Post a picture of your printed transfer. And of the shirt after you tried to press it.


----------



## webtrekker (Jan 28, 2018)

This is looking like your ink isn't really sublimation ink.

To eliminate the printer being the problem, dip your finger into one of the inks, smear it on a sheet of sublimation paper and try pressing it. If it still won'ttransfer to the polyester shirt then it is definitely NOT sublimation ink.


----------



## sharon b (Jul 6, 2011)

if you're pressing a rabbit skin, its a baby-toddler shirt. you might not have good pressure on the print area because of the bulk from the collar &/or crotch snaps. stuff the shirt with a stack of paper & try pressing again?


----------



## Bushy69 (Apr 10, 2014)

I do a LOT of sublimation and what you are describing would imply your inks are not Sublimation Ink.


The lower the polyester % the less vibrant the image would be - not zero image
Heat Press not reaching full temp would just result in a dull image - not zero image
Heat Press pressure being too low would just result in a dull/fuzzy image - not zero image
Printing to the wrong side of the paper, it would still transfer, just the quality of the print is compromised

I have used premium photocopy paper with brilliant results, the paper is not as important as people think (it is not about release, it is about absorption in low quality papers). That is to fabric, to hard surfaces you need good quality sublimation paper.

The fact you have used pre-printed sublimation images with good results also indicates that your press is OK and that you also know how to do it.

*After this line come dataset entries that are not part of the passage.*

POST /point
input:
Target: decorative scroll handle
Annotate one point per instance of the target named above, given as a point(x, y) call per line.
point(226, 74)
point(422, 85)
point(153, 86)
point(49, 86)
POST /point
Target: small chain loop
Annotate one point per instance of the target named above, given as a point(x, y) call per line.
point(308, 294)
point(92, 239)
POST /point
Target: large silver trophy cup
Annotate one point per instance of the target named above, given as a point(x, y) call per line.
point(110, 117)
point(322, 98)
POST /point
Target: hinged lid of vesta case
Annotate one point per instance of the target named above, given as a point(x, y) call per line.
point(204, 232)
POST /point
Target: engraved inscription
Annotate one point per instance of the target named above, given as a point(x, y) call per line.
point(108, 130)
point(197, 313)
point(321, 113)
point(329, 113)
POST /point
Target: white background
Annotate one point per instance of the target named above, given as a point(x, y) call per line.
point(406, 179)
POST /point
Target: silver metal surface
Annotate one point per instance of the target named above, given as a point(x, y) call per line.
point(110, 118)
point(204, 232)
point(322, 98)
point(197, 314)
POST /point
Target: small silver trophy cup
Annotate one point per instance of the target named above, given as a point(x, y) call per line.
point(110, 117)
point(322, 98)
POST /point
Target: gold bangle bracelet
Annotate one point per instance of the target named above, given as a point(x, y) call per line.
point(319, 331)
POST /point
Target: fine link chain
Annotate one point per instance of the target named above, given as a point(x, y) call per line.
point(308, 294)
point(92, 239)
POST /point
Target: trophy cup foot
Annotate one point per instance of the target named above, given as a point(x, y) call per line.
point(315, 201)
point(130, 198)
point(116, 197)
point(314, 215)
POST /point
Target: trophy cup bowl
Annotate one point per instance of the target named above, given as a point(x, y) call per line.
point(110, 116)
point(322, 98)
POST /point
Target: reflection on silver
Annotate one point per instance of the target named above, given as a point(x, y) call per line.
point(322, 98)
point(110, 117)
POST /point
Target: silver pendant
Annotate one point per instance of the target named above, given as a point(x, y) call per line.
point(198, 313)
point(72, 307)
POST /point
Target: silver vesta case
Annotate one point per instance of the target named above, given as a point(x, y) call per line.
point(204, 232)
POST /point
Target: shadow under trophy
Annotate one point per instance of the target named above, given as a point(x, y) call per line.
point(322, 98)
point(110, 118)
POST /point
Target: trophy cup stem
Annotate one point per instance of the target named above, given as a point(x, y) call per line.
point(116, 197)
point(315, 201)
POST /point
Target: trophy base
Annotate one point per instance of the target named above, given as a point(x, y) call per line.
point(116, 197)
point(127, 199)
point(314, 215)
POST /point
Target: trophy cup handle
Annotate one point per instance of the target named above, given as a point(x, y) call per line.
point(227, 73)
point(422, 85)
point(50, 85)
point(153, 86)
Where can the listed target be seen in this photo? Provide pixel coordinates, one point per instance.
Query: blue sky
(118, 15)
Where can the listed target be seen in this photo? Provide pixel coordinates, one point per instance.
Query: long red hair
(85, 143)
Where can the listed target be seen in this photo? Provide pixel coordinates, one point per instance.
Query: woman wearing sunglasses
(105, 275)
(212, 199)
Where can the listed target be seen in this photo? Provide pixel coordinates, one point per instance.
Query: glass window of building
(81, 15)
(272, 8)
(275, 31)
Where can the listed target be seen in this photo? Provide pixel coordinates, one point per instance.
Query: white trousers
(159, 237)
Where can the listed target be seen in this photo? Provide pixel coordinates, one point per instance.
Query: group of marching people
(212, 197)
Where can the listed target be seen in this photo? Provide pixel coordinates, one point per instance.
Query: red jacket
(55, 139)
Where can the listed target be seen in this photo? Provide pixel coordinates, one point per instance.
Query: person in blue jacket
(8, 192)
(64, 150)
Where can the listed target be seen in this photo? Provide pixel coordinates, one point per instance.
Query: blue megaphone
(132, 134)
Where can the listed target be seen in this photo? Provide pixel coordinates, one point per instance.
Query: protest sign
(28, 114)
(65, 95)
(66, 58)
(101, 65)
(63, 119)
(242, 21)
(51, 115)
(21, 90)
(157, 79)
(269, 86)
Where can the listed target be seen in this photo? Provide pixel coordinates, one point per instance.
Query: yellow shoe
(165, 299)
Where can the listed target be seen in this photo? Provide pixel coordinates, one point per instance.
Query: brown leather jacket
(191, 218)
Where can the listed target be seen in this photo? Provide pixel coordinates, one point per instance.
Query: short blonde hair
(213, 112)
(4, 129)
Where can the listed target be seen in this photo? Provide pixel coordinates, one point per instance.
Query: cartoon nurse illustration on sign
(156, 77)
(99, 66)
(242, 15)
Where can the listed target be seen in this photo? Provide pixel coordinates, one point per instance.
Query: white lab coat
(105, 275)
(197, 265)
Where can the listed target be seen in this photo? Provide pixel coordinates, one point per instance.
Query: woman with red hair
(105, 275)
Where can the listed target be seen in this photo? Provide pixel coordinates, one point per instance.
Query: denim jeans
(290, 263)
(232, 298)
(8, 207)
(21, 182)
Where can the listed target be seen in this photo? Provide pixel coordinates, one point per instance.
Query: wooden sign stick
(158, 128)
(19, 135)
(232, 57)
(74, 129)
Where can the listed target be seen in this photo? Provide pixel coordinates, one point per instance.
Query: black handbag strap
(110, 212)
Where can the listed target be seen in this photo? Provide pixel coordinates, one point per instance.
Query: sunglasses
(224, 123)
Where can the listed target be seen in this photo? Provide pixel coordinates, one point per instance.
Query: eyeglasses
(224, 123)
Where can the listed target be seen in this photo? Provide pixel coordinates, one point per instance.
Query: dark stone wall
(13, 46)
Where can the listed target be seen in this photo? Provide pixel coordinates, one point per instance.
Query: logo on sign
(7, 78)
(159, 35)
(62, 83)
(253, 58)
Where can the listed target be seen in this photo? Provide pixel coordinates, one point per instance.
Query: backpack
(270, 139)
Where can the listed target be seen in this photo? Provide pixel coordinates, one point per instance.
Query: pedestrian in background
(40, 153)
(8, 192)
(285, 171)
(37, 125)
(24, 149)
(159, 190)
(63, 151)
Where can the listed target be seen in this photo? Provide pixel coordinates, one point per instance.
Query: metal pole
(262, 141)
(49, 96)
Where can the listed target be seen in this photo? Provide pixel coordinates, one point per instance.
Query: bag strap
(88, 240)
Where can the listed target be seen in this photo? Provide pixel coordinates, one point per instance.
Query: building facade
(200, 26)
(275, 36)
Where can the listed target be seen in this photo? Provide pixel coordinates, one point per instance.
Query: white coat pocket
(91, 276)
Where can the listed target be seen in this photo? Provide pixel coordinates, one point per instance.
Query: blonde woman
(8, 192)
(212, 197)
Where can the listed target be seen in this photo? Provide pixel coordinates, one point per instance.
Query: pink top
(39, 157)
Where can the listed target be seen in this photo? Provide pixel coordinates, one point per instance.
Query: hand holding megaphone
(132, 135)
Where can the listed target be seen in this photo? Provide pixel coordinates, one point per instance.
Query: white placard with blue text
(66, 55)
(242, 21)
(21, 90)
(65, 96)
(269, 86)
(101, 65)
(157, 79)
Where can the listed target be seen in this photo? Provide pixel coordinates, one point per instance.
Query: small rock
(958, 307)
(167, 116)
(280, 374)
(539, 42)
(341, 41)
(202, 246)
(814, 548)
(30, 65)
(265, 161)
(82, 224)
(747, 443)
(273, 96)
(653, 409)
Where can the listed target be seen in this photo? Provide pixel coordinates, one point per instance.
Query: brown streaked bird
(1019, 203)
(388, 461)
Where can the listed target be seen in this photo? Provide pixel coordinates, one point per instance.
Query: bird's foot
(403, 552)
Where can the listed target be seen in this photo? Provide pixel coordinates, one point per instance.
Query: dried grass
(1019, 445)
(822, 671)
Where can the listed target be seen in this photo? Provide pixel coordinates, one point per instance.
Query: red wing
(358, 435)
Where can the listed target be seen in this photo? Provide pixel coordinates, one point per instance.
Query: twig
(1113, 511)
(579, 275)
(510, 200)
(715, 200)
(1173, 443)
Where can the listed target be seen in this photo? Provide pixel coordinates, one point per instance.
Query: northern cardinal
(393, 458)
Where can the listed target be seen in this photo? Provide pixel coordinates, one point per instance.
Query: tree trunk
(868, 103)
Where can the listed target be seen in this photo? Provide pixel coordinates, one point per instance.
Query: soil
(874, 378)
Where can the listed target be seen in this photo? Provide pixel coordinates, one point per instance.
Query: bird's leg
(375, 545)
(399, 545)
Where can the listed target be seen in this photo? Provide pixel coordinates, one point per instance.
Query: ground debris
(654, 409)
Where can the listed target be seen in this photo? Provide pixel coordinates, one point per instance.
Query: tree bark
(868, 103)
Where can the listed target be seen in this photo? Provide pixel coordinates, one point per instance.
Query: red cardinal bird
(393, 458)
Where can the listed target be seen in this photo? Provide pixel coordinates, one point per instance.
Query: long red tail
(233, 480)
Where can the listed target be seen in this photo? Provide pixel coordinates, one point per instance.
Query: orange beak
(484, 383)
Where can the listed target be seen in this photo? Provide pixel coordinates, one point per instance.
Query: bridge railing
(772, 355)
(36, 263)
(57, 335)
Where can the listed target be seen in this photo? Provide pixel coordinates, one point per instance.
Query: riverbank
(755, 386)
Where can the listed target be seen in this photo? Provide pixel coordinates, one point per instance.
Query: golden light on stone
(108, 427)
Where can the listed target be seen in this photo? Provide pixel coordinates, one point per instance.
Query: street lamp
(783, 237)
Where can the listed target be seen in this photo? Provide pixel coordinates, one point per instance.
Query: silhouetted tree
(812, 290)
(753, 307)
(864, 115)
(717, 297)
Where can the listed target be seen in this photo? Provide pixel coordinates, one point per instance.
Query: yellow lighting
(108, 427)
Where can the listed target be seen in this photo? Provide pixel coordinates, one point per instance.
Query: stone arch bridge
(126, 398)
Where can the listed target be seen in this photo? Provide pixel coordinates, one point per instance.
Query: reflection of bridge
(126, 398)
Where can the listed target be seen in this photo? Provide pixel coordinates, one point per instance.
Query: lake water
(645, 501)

So IMO, it has to be the ink.


----------



## LisaO97 (May 16, 2021)

splathead said:


> Post a picture of your printed transfer. And of the shirt after you tried to press it.











__
Sensitive content, not recommended for those under 18
Show Content


----------



## Northern_Winter (Nov 14, 2018)

LisaO97 said:


> View attachment 273299
> View attachment 273300


Is that a Rabbit Skins 5379 French Terry Dress? If so, it's possible that the Terry side (The Interior) is the polyester part and you are trying to sublimate to the cotton face of the fabric. As a test you could try and sublimate the interior of one if you have a spare. - Nw -


----------